Module 6 · Integration

The Creature

Where all three tracks fuse. A small asyncio hub turns a spoken command into an expressive act: Track 1 · Body drives and grasps, Track 2 · Voice listens and speaks, and the orchestrator — Track 3 · Creature — gives it a phase, an emotion, and a will.

Track 3 · Creature

A.The integration challenge

Lead invariants and the fast/slow seam, made concrete as glue code.

We have spent five modules building three subsystems in isolation. Integration is not a new capability — it is the discipline of wiring what we have without violating the two invariants that have governed every page so far.

Invariant A — tethered compute
The robot's brain does not live on the robot. The Pi (host) streams observations and receives actions; the SmolVLA policy runs on a GPU policy_server (module 3). Every integration decision must survive a network hop and its latency.
Invariant B — navigation lives in the action space
The LeKiwi base velocities are part of the policy's action vector. The model drives as naturally as it moves the arm. We do not bolt a separate navigation stack on by default — locomotion is a learned action (module 3).
Fast / slow decoupling — the glue principle
The slow loop is embodied control: perceive → act at the policy's cadence, seconds-long episodes, blocking I/O, GPU-bound. The fast loop is presence: the face animates and the voice replies in tens of milliseconds. If these share a thread, a slow grasp freezes the creature's face and it dies as a character. The orchestrator's entire job is to let the slow loop report into the fast loop without ever blocking it. Concretely: the body client runs the slow VLA loop and emits small {phase} events; the affect layer maps each phase to an {emotion, say} the fast loop consumes.
orchestrator.py asyncio websocket hub state machine + broadcast /voice client Moshi + intent watcher /body client SmolVLA eval loop /face client expressive renderer intent json → task string → ← phase events emotion / say → ← say (optional)
The seam. Intent flows from Voice into the hub; the hub dispatches a task to Body, Body streams phases back, and the hub broadcasts emotion+speech to Face (and optionally Voice).
Track 1 · Body (clay) Track 2 · Voice (teal) Track 3 · Creature (amber)

B.The orchestrator track3_creature/orchestrator.py

An asyncio + websockets hub whose centerpiece is a small, explicit state machine.

idle listening planning searching found navigating grasping reporting not_found failed reporting / not_found / failed → idle
State machine. Green = success terminal; amber border = warning terminals; every transition broadcasts an emotion to /face and (optionally) a line to /voice.

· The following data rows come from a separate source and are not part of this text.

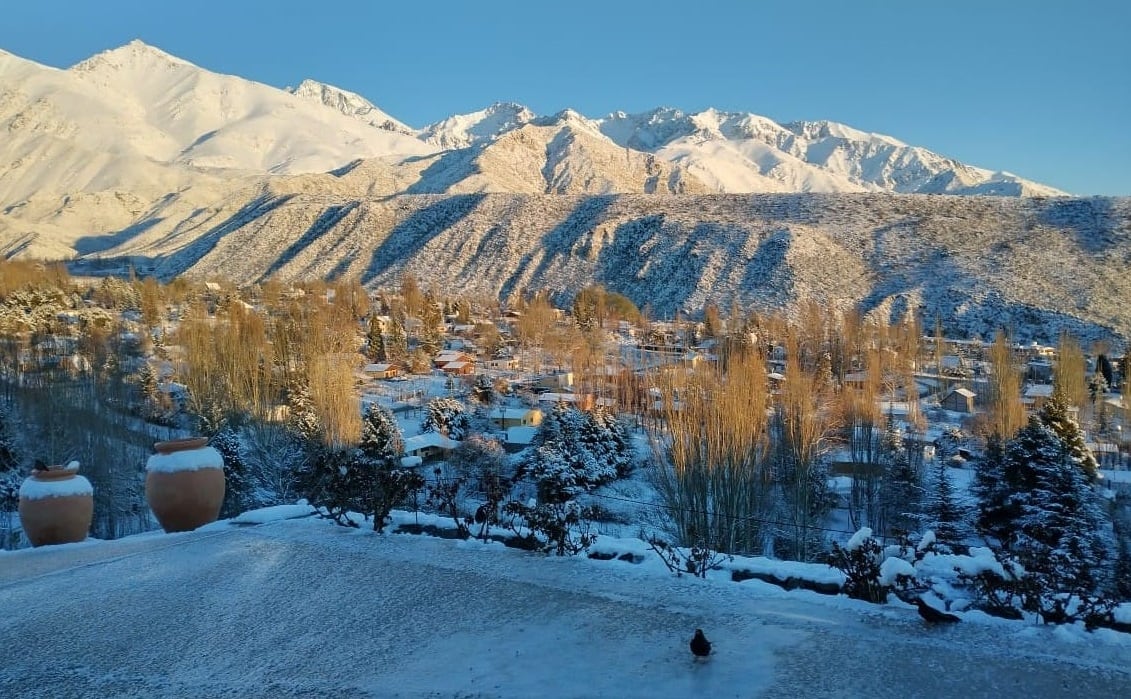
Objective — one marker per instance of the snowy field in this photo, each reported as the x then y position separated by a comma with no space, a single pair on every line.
302,607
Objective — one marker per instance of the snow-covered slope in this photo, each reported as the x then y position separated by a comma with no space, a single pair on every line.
464,130
735,152
977,262
564,154
351,104
212,120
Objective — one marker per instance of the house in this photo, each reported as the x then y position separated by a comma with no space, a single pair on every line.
450,355
959,400
584,402
560,379
459,368
1036,396
428,445
507,363
381,371
519,438
516,417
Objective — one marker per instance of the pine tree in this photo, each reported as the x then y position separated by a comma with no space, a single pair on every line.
432,331
1055,416
396,344
943,512
10,473
992,491
576,450
239,492
302,417
1047,514
483,389
376,347
448,417
380,437
901,488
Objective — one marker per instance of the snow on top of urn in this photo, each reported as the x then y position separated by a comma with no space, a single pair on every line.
191,459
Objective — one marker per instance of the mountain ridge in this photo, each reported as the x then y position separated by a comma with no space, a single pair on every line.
144,160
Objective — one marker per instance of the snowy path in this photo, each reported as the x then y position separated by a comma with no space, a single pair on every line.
303,609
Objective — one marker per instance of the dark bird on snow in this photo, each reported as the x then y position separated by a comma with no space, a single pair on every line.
932,615
700,647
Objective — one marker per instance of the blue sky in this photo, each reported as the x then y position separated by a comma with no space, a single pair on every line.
1038,88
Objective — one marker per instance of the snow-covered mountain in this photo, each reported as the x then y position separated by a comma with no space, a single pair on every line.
144,157
735,152
464,130
348,103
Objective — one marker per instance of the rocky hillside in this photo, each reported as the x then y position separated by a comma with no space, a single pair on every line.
1034,266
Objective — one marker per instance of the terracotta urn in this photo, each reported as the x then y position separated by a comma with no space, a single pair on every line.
184,483
55,506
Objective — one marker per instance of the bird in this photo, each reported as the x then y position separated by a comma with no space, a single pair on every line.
932,615
700,647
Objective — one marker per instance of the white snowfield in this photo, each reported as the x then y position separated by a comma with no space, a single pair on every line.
305,609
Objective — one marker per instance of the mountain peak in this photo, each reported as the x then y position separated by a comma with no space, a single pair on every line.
348,103
135,53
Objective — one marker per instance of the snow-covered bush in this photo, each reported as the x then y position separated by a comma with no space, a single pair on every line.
447,416
861,561
562,528
239,491
696,560
577,450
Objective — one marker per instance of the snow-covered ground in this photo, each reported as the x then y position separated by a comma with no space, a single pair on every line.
288,607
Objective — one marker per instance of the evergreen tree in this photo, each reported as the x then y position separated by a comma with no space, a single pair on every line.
949,442
943,512
483,389
1104,369
901,489
380,437
575,451
239,492
448,417
1055,416
396,344
432,331
302,417
10,472
1046,514
376,347
991,490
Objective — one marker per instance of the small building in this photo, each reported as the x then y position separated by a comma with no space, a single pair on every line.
458,368
1036,396
959,400
506,363
560,379
584,402
381,371
516,417
449,356
519,438
428,445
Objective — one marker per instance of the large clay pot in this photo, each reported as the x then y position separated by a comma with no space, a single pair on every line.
184,484
55,506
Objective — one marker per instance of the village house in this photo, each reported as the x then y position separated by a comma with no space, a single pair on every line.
506,417
381,371
429,445
557,380
959,400
1035,396
584,402
504,363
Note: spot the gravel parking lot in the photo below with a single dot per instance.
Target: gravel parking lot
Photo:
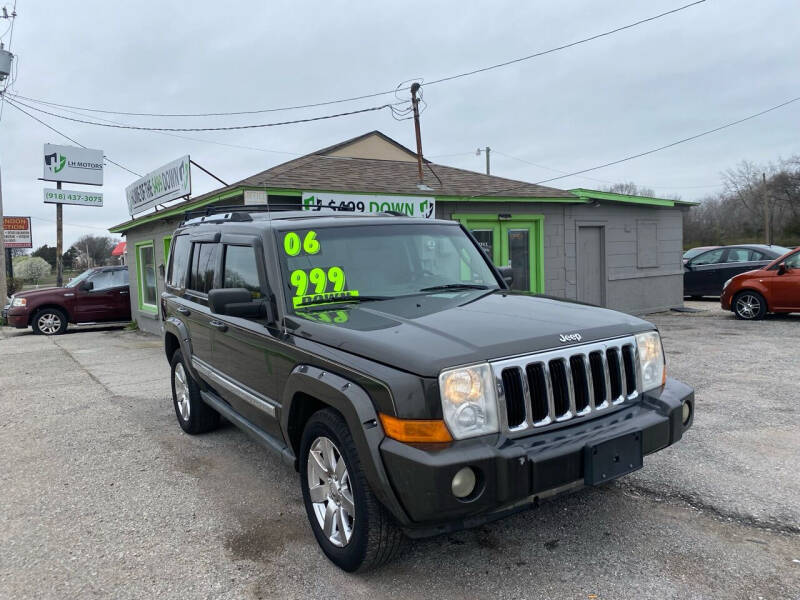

The hub is deliberately tiny: it accepts websocket clients on /face, /body and /voice, holds a single current state, and on every transition broadcasts. The state machine is the creature's spine — it is the only place that knows "what we are doing now."

# track3_creature/orchestrator.py — asyncio + websockets hub
import asyncio, json, websockets
from affect import AFFECT       # phase -> {emotion, say}
from intent import parse_tool_call

clients = {"face": set(), "body": set(), "voice": set()}
state = "idle"

async def broadcast(channel, msg):
    dead = []
    for ws in clients[channel]:
        try: await ws.send(json.dumps(msg))
        except Exception: dead.append(ws)
    for ws in dead: clients[channel].discard(ws)

async def enter(new_state, **extra):
    global state
    state = new_state
    a = AFFECT.get(new_state, AFFECT["idle"])
    # every transition: emotion -> /face, optional line -> /voice
    await broadcast("face", {"emotion": a["emotion"], "say": a.get("say"), **extra})
    if a.get("say"):
        await broadcast("voice", {"say": a["say"]})

async def run_task(intent):
    task = parse_tool_call(intent)              # -> LeRobot task string
    await enter("planning")
    await broadcast("body", {"task": task})    # dispatch SLOW loop
    # phases stream back from /body and drive enter() — see handler

async def handler(ws, path):
    ch = path.strip("/") or "face"
    clients[ch].add(ws)
    try:
        async for raw in ws:
            m = json.loads(raw)
            if ch == "voice" and "intent" in m:   # tool call arrived
                await enter("listening"); await run_task(m["intent"])
            elif ch == "body" and "phase" in m:    # slow loop reporting
                await enter(m["phase"])           # phase IS the new state
    finally:
        clients[ch].discard(ws)

async def main():
    async with websockets.serve(handler, "0.0.0.0", 8765):
        await enter("idle"); await asyncio.Future()

asyncio.run(main())
Why a state machine, not a planner
The phases are the plan. The body client reports them, the orchestrator merely relays a phase into an emotion. There is no central reasoning model deciding what to feel — feeling is a pure function of phase. This is Brooks' subsumption logic at the system level (section G).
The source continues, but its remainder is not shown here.